Author: Woods, Annette, Baroutsis, Aspa

Type of paper: Abstract refereed

Abstract:
This paper considers how children represent their experiences of learning to write when asked to map the people, places, spaces, and materials of text production. The maps and children’s talk analysed in this paper were collected as part of a larger study of learning to write in the early years of school. The research approach used combined ideas taken from ‘body mapping’ (Gauntlett & Holzwarth, 2006) and ‘draw and talk’ (Coates & Coates, 2006) methods, so our interest has been in the maps produced as well as the children’s talk with researchers as they mapped. Young children in the first four years of schooling were asked to map spaces where they learnt to write and produce texts, talking with the researcher in collaborative dialogue, and representing their learning landscape as they drew. Their maps and talk provide insight into the everyday experiences of learning literacy in early years’ classrooms.
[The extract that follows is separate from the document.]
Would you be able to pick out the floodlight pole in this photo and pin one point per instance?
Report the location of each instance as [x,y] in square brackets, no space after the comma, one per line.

The children’s talk and maps identify how, what, where, with what, and with whom children are learning to write across diverse contexts. We trace children’s text production landscapes by mapping the networks children develop when learning to produce texts. Such theorising enables us to transcend the imagined borders of ‘in-school’ and ‘out-of-school’ learning, instead identifying a ‘geography’ of produced texts and meaning. We combine these ideas with understandings of literacy that foreground sociomaterial ways of thinking and in this way consider the spatial geographies of being among materials, texts, and people.

Children’s maps and their talk were analysed drawing on Burnett’s (2011) three foci: 1) the processes that produce space and identities; 2) the types of spaces that are produced; and 3) the influences that shape the spaces (p. 223). This analysis identifies how, where, with what, and with whom children produce texts as literacy learners. The children’s maps show a network of intra-actions of learning spaces, places and materials that allow us to consider the materiality of learning to write in current early years’ classrooms.

Burnett, C. (2011) The (im)materiality of educational space: Interactions between material, connected and textual dimensions of networked technology use in schools. E–Learning and Digital Media, 8(3), 214-227.

Coates, E., & Coates, A. (2006). Young children talking and drawing. International Journal of Early Years Education, 14(3), 221-241.

Gauntlett, D., & Holzwarth, P. (2006). Creative and visual methods for exploring identities. Visual Studies, 21(1), 82-91.